Was die Ausländer der Schweiz brachten und bringen, lasst sich mit Zahlen und Fakten belegen, aber das genügt nicht, um das Unbehagen wegzuwischen, das sich mittlerweile auch im Schweizer Mittelstand breitmacht. Dieses Unbehagen ist real und es ist menschlich. Deshalb sollte man die Sorgen vor Überfremdung nicht als hinterwäldlerisch oder gar fremdenfeindlich abtun, wie dies seit Jahrzehnten geschieht. Die Schweiz, mit einem Viertel nicht im Land geborener Menschen, beweist seit je eine einzigartige Fähigkeit, Einwanderer aufzunehmen. Aber Wirtschaft und Politik dürfen diese Bereitschaft hinsichtlich Ausmass und Tempo der Einwanderung nicht überfordern.
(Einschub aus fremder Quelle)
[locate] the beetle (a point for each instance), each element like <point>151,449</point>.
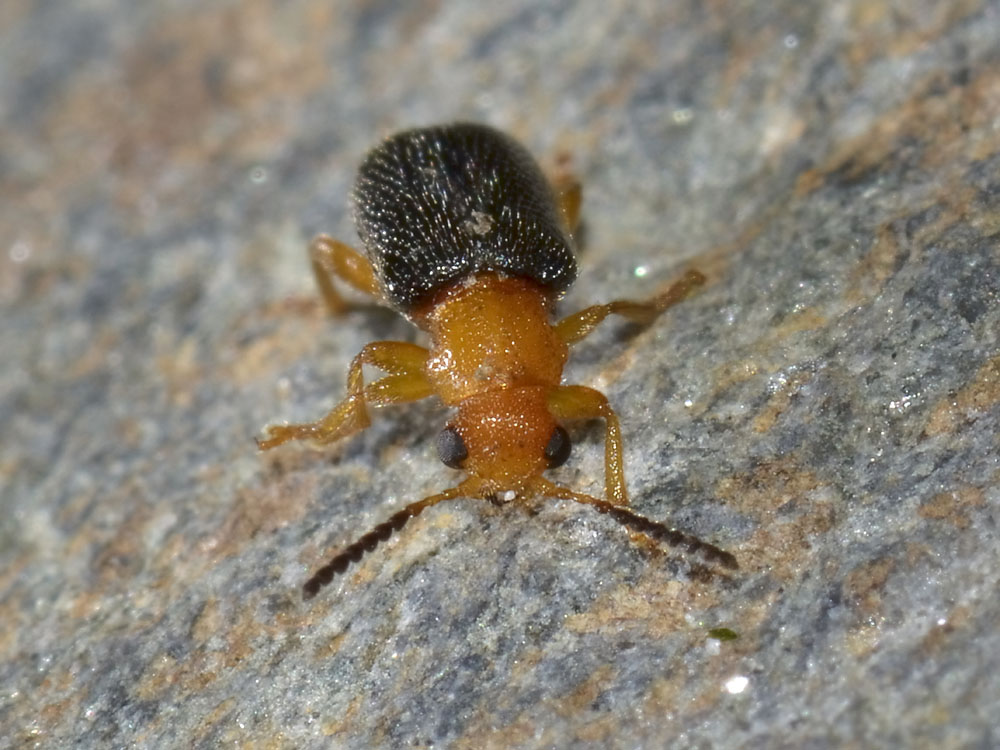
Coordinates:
<point>464,235</point>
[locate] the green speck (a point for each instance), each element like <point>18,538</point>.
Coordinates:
<point>723,634</point>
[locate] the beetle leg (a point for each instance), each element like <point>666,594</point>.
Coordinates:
<point>406,381</point>
<point>579,325</point>
<point>580,402</point>
<point>331,258</point>
<point>653,529</point>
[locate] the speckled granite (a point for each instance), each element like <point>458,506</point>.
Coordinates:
<point>828,408</point>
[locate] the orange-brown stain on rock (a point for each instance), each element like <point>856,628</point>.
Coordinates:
<point>780,544</point>
<point>654,607</point>
<point>780,400</point>
<point>957,410</point>
<point>953,506</point>
<point>937,120</point>
<point>862,590</point>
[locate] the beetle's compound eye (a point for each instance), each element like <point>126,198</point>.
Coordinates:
<point>451,448</point>
<point>559,447</point>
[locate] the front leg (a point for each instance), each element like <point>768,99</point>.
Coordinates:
<point>406,381</point>
<point>580,402</point>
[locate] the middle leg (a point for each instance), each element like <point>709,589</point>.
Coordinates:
<point>579,325</point>
<point>406,381</point>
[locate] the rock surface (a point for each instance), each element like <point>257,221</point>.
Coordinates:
<point>827,409</point>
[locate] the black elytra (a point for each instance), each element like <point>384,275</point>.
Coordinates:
<point>434,205</point>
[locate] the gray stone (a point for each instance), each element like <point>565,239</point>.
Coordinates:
<point>827,408</point>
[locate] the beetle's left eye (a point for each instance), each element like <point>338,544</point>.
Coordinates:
<point>451,448</point>
<point>559,448</point>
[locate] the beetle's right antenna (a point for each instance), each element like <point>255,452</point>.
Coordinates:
<point>369,541</point>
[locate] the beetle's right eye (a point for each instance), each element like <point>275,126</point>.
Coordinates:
<point>451,448</point>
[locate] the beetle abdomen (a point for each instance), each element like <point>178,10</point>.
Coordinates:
<point>435,205</point>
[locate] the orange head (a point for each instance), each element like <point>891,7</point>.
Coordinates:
<point>504,438</point>
<point>496,357</point>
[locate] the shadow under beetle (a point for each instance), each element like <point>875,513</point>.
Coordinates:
<point>464,236</point>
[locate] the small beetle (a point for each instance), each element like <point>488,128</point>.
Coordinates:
<point>465,237</point>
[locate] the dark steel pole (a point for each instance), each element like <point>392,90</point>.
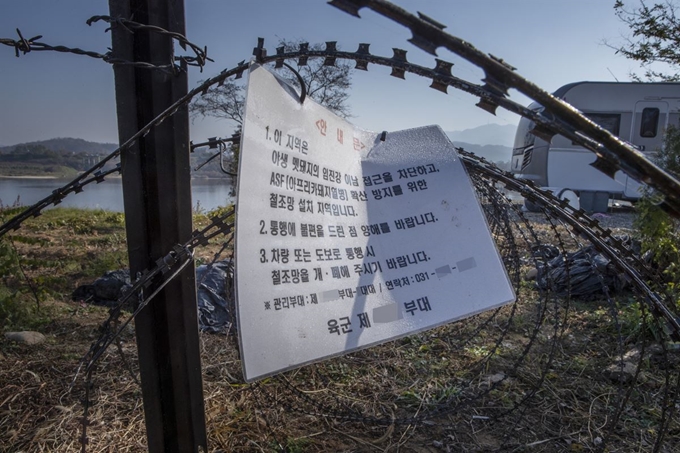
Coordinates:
<point>157,199</point>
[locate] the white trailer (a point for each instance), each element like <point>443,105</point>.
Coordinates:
<point>636,112</point>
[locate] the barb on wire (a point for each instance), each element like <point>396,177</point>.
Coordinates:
<point>201,54</point>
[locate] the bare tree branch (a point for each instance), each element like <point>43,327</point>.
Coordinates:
<point>655,38</point>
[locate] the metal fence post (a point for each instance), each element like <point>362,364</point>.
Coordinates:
<point>157,198</point>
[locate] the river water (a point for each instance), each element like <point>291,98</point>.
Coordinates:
<point>206,194</point>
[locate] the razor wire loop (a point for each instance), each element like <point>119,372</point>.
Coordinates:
<point>613,153</point>
<point>585,226</point>
<point>438,75</point>
<point>546,123</point>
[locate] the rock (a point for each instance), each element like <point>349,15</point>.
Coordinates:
<point>531,274</point>
<point>632,356</point>
<point>623,372</point>
<point>493,379</point>
<point>26,337</point>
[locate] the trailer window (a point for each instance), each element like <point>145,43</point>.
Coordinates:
<point>649,122</point>
<point>608,121</point>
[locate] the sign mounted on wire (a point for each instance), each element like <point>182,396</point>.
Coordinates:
<point>347,238</point>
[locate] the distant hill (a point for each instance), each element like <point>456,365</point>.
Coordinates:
<point>488,134</point>
<point>73,145</point>
<point>494,153</point>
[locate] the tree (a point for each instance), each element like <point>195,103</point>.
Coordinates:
<point>659,232</point>
<point>655,40</point>
<point>328,85</point>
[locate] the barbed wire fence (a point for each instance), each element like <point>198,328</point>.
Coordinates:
<point>501,361</point>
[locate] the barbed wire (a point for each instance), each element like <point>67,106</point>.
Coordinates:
<point>22,46</point>
<point>173,262</point>
<point>612,153</point>
<point>440,76</point>
<point>166,269</point>
<point>201,53</point>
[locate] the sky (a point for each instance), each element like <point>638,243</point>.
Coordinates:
<point>46,95</point>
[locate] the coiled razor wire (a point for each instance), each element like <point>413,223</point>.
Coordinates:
<point>515,352</point>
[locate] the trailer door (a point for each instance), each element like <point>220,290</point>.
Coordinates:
<point>649,124</point>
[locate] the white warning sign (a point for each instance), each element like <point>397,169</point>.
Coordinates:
<point>347,238</point>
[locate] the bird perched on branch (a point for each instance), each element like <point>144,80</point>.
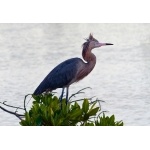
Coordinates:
<point>71,70</point>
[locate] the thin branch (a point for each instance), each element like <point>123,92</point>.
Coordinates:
<point>79,92</point>
<point>25,102</point>
<point>4,103</point>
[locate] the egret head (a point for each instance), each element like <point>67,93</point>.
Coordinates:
<point>91,43</point>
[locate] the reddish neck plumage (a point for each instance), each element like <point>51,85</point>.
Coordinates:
<point>88,56</point>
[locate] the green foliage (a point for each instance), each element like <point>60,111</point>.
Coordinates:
<point>48,111</point>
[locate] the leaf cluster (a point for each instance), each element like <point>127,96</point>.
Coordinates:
<point>47,110</point>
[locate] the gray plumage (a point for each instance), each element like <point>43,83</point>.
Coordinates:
<point>71,70</point>
<point>61,76</point>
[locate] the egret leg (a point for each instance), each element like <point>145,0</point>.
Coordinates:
<point>67,93</point>
<point>62,93</point>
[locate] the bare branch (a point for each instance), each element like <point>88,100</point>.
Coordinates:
<point>4,103</point>
<point>79,92</point>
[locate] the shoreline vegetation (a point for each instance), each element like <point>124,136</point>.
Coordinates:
<point>47,110</point>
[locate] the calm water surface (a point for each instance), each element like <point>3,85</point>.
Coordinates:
<point>121,77</point>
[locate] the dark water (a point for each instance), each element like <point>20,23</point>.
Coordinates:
<point>121,77</point>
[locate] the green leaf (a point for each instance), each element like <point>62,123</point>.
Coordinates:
<point>93,111</point>
<point>76,113</point>
<point>85,106</point>
<point>39,121</point>
<point>93,105</point>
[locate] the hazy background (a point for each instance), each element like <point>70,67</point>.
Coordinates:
<point>121,77</point>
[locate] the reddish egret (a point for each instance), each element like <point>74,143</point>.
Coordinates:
<point>71,70</point>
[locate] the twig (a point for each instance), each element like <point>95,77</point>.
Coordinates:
<point>4,103</point>
<point>25,102</point>
<point>79,92</point>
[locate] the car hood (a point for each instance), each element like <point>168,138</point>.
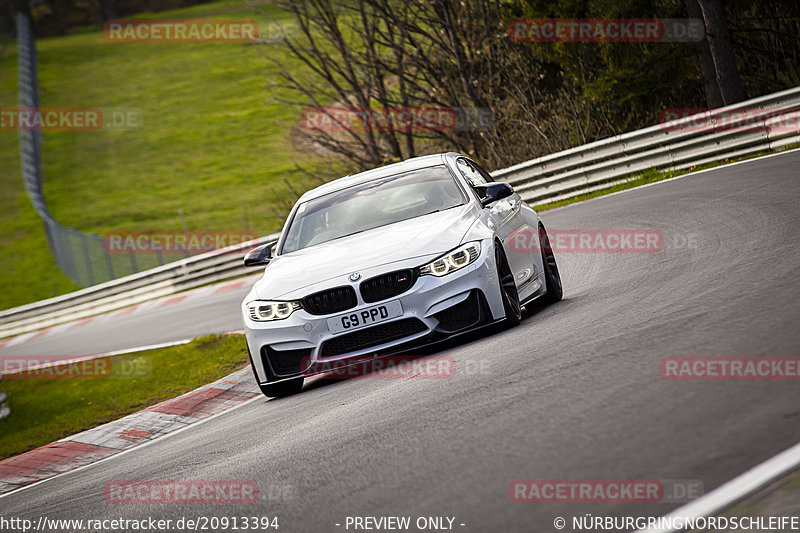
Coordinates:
<point>421,237</point>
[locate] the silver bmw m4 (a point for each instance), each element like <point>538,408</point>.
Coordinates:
<point>389,260</point>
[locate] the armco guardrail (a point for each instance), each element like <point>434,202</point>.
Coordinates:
<point>679,144</point>
<point>210,267</point>
<point>673,145</point>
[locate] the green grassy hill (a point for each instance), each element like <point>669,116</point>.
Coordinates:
<point>214,143</point>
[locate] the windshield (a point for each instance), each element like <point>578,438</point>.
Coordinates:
<point>371,205</point>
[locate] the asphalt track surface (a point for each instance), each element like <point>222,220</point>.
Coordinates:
<point>574,392</point>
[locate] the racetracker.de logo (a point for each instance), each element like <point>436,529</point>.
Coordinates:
<point>387,367</point>
<point>589,240</point>
<point>731,368</point>
<point>191,242</point>
<point>175,31</point>
<point>181,492</point>
<point>16,367</point>
<point>779,120</point>
<point>69,119</point>
<point>542,30</point>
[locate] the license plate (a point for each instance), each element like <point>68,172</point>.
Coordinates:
<point>365,317</point>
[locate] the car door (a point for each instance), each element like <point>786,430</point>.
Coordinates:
<point>504,215</point>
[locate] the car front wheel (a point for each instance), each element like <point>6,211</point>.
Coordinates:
<point>551,275</point>
<point>508,288</point>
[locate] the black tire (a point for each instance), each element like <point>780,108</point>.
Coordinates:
<point>282,389</point>
<point>508,288</point>
<point>552,278</point>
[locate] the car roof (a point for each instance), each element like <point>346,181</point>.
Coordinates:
<point>414,163</point>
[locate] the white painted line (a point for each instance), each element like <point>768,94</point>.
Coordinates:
<point>720,167</point>
<point>736,489</point>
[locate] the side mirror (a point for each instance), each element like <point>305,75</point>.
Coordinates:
<point>259,256</point>
<point>496,191</point>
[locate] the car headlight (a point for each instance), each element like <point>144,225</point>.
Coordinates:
<point>265,311</point>
<point>452,261</point>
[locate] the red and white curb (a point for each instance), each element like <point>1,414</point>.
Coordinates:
<point>126,433</point>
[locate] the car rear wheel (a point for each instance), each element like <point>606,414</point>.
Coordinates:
<point>508,288</point>
<point>551,275</point>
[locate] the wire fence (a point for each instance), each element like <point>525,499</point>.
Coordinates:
<point>83,257</point>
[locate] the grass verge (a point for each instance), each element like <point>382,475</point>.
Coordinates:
<point>44,410</point>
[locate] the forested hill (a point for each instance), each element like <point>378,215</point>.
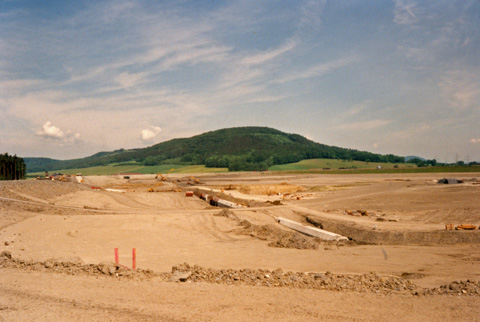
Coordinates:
<point>242,148</point>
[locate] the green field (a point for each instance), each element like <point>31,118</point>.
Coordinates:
<point>326,166</point>
<point>118,168</point>
<point>334,164</point>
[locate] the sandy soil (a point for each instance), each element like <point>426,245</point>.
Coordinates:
<point>40,220</point>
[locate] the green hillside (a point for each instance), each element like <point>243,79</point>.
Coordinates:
<point>242,148</point>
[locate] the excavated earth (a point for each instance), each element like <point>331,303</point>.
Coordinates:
<point>57,242</point>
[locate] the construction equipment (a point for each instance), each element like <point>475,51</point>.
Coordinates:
<point>163,177</point>
<point>192,181</point>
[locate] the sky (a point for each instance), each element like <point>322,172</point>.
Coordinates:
<point>80,77</point>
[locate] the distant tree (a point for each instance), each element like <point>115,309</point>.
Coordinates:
<point>12,167</point>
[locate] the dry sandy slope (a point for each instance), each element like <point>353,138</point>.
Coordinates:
<point>64,219</point>
<point>34,296</point>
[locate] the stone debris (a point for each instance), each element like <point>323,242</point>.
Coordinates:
<point>275,236</point>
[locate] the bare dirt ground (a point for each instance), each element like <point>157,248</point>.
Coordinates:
<point>58,241</point>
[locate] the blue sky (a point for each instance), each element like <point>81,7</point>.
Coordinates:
<point>401,77</point>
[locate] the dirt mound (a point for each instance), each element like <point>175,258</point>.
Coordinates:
<point>369,282</point>
<point>38,189</point>
<point>269,189</point>
<point>74,266</point>
<point>361,234</point>
<point>275,236</point>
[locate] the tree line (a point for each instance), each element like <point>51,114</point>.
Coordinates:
<point>12,167</point>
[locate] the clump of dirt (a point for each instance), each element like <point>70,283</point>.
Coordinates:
<point>38,189</point>
<point>74,266</point>
<point>369,282</point>
<point>413,275</point>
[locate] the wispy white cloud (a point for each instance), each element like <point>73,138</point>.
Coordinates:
<point>264,57</point>
<point>51,131</point>
<point>318,70</point>
<point>404,12</point>
<point>311,14</point>
<point>461,89</point>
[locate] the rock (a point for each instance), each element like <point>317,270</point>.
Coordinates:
<point>49,263</point>
<point>179,276</point>
<point>6,254</point>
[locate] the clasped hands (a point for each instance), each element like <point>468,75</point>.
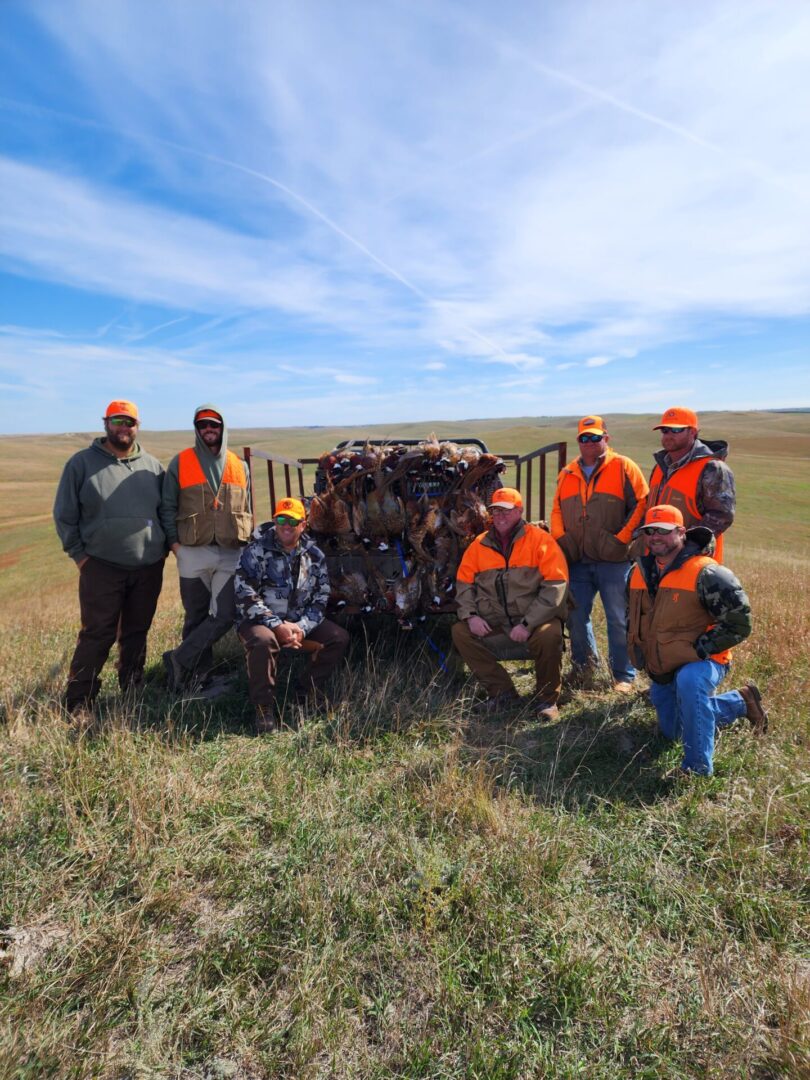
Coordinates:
<point>480,628</point>
<point>289,635</point>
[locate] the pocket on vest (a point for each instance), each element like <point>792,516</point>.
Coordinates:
<point>187,529</point>
<point>243,523</point>
<point>673,651</point>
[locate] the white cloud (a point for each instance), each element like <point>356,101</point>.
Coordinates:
<point>348,189</point>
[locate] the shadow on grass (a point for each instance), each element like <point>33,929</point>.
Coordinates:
<point>599,751</point>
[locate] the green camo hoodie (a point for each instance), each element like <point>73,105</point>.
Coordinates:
<point>108,507</point>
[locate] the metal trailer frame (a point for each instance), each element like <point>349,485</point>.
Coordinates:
<point>285,478</point>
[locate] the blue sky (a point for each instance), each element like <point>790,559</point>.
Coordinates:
<point>390,210</point>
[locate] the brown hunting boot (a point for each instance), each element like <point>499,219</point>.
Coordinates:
<point>754,710</point>
<point>265,723</point>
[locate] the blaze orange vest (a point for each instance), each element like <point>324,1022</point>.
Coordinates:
<point>664,628</point>
<point>205,516</point>
<point>680,490</point>
<point>598,514</point>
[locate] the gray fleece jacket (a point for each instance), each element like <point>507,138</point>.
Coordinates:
<point>108,508</point>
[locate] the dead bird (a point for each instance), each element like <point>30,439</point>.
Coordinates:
<point>407,591</point>
<point>351,588</point>
<point>424,517</point>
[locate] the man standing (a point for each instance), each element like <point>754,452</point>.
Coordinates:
<point>692,475</point>
<point>106,513</point>
<point>686,612</point>
<point>598,503</point>
<point>282,588</point>
<point>206,516</point>
<point>511,591</point>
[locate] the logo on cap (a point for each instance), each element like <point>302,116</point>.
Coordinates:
<point>294,508</point>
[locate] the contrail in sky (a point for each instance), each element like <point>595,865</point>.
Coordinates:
<point>294,196</point>
<point>490,36</point>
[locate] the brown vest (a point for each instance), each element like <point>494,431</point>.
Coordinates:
<point>680,490</point>
<point>204,516</point>
<point>663,629</point>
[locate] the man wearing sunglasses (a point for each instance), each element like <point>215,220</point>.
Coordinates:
<point>206,516</point>
<point>107,517</point>
<point>282,588</point>
<point>598,503</point>
<point>692,475</point>
<point>686,612</point>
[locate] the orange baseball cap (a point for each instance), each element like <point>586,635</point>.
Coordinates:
<point>592,426</point>
<point>663,516</point>
<point>293,508</point>
<point>678,417</point>
<point>122,408</point>
<point>507,498</point>
<point>207,414</point>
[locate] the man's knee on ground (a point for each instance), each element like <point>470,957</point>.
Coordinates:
<point>548,637</point>
<point>258,637</point>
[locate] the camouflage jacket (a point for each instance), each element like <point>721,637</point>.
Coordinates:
<point>273,585</point>
<point>718,591</point>
<point>715,496</point>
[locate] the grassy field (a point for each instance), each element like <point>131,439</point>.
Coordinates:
<point>394,889</point>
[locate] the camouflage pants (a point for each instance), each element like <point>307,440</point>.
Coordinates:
<point>117,605</point>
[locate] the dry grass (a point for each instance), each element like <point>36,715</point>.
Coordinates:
<point>394,890</point>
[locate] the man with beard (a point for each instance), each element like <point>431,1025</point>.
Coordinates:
<point>686,612</point>
<point>282,589</point>
<point>692,475</point>
<point>107,517</point>
<point>511,591</point>
<point>598,503</point>
<point>206,516</point>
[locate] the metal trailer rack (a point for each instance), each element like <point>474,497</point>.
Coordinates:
<point>286,476</point>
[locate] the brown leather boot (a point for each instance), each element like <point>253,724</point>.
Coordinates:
<point>754,711</point>
<point>265,723</point>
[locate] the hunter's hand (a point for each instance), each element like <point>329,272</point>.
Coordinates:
<point>289,635</point>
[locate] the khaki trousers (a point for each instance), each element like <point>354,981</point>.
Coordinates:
<point>544,647</point>
<point>261,653</point>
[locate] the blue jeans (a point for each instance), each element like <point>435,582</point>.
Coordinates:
<point>609,580</point>
<point>689,710</point>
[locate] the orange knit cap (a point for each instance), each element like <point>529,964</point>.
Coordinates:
<point>122,408</point>
<point>293,508</point>
<point>678,417</point>
<point>592,426</point>
<point>663,516</point>
<point>207,414</point>
<point>507,498</point>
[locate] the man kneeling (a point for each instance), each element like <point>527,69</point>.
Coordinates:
<point>282,588</point>
<point>511,591</point>
<point>686,613</point>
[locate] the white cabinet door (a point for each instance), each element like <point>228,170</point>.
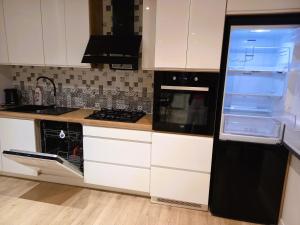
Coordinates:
<point>262,6</point>
<point>180,185</point>
<point>77,30</point>
<point>182,152</point>
<point>172,22</point>
<point>3,40</point>
<point>18,135</point>
<point>54,32</point>
<point>205,38</point>
<point>23,24</point>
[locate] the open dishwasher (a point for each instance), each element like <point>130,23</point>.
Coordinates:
<point>60,153</point>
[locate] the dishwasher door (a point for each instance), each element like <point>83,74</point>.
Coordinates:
<point>44,163</point>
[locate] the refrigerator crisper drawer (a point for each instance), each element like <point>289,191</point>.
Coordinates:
<point>252,126</point>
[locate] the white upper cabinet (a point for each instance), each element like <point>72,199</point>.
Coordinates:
<point>77,30</point>
<point>205,38</point>
<point>3,41</point>
<point>186,35</point>
<point>148,42</point>
<point>23,24</point>
<point>172,24</point>
<point>54,32</point>
<point>262,6</point>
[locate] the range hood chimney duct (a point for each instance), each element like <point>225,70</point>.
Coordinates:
<point>120,50</point>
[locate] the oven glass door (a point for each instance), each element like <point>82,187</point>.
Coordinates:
<point>184,109</point>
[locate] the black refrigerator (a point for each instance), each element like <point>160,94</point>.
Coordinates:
<point>258,116</point>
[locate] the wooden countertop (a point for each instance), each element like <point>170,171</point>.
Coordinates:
<point>78,116</point>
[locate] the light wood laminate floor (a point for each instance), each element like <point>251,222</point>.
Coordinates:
<point>24,202</point>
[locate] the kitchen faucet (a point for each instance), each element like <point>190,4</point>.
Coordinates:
<point>53,84</point>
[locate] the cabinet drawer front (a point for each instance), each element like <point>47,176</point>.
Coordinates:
<point>180,185</point>
<point>182,152</point>
<point>122,177</point>
<point>117,151</point>
<point>123,134</point>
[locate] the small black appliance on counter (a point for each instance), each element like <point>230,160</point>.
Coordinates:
<point>11,97</point>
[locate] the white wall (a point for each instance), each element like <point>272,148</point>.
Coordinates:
<point>291,205</point>
<point>5,81</point>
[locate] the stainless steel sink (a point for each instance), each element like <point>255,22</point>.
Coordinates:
<point>41,109</point>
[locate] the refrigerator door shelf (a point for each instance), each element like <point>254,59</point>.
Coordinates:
<point>252,126</point>
<point>250,139</point>
<point>291,121</point>
<point>291,139</point>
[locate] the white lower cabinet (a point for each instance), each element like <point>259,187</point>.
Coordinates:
<point>180,167</point>
<point>180,185</point>
<point>117,176</point>
<point>117,158</point>
<point>17,134</point>
<point>182,151</point>
<point>117,151</point>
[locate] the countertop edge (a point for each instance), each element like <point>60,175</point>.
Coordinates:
<point>144,124</point>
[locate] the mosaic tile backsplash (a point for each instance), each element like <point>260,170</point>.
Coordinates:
<point>91,88</point>
<point>87,88</point>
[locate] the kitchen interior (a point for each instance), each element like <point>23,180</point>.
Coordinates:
<point>150,112</point>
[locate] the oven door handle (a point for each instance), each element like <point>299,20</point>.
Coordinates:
<point>185,88</point>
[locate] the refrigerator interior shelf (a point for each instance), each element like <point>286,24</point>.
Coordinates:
<point>255,94</point>
<point>236,110</point>
<point>255,72</point>
<point>252,126</point>
<point>251,70</point>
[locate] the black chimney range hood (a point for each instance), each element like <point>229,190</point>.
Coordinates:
<point>120,50</point>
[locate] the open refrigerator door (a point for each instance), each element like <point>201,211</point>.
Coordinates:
<point>291,115</point>
<point>260,67</point>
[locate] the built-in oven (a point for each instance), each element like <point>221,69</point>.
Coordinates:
<point>185,102</point>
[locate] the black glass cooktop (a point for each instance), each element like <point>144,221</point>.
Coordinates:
<point>117,115</point>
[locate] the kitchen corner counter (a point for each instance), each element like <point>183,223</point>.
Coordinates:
<point>144,124</point>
In einer schwierigen Gratwanderung müssen wir dafür sorgen, dass die Schweiz für Einwanderer offen bleibt und gleichzeitig ihre Identität behält. Dazu gehört einerseits, von den Zuwanderern eine hohe Integrationsbereitschaft zu verlangen, bei aller urbanen Weltläufigkeit auch in den am stärksten betroffenen Ballungszentren Zürich und Genf: Wir dürfen Anpassung erwarten, was die Sprache, aber auch das Zusammenleben in Familie und Öffentlichkeit angeht. Anderseits müssen wir sicherstellen, dass alle in der Schweiz weiterhin gut leben können, und darauf achten, dass der unbestreitbare Nutzen der Zuwanderung nicht ganz anders unter den Ansässigen verteilt wird als der unvermeidliche Preis, den jeder Nutzen fordert. Nur so bleibt unser Land ein Magnet für Findige und Tüchtige aus aller Welt.
Dieser Artikel erschien in der «Zürcher Wirtschaft» im Juni 2011.